Methodology for forecasting user mobility in 5G networks
DOI: 10.31673/2412-4338.2024.041861
Abstract
The article is devoted to the development of a methodology for predicting user mobility in 5G networks using machine learning, spatiotemporal correlation and mathematical modeling. The main goal of the work is to increase the accuracy of predicting user movements, taking into account the specifics of 5G networks, such as high data rates, limited base station resources and complex network topology. The article presents a detailed formalization of the problem, where the user's mobility is described through a discrete set of states corresponding to its position in space and time. An objective function is proposed to minimize the discrepancy between the predicted and real probabilities of user movement. The spatiotemporal model takes into account physical, topological and network constraints, such as movement speed, availability of transitions between states and base station capacity. The methodology is based on the use of recurrent neural networks (RNN), which allow modeling dependencies in time and space. The model training process includes parameter optimization using stochastic gradient descent with regularization, which improves the algorithm's convergence. Metrics such as Accuracy, F1-score, and Log-loss are used to assess the prediction accuracy. The research results confirm the effectiveness of the method in scenarios with high user movement speed and complex network structure.
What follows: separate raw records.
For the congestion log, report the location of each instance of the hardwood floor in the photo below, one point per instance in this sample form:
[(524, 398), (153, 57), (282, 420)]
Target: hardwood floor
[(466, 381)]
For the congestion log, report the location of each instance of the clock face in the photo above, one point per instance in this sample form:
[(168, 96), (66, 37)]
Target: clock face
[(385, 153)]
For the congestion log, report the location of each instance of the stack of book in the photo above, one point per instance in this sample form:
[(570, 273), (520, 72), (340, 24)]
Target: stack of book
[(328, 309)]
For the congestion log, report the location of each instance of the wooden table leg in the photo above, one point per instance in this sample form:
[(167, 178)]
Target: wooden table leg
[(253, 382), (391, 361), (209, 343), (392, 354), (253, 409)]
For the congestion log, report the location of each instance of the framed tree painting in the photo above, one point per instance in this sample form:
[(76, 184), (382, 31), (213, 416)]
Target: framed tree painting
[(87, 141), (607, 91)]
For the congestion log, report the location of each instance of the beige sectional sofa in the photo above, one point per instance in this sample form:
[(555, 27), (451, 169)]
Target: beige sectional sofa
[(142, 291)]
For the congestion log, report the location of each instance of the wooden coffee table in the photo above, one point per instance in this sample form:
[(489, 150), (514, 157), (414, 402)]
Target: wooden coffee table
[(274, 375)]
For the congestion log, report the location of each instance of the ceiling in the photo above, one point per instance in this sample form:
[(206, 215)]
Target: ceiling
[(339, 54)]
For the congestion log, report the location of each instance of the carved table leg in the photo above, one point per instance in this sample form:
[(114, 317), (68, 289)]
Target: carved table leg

Integration of the model into the network management system allows for dynamic optimization of resource allocation, reduction of congestion probability, and improvement of service quality. Future research prospects include adaptation of the method for next-generation networks and integration of new data sources, such as information from satellite systems.
Keywords: 5G network, information system, mobility, prediction methods, machine learning methods, neural networks, information technology.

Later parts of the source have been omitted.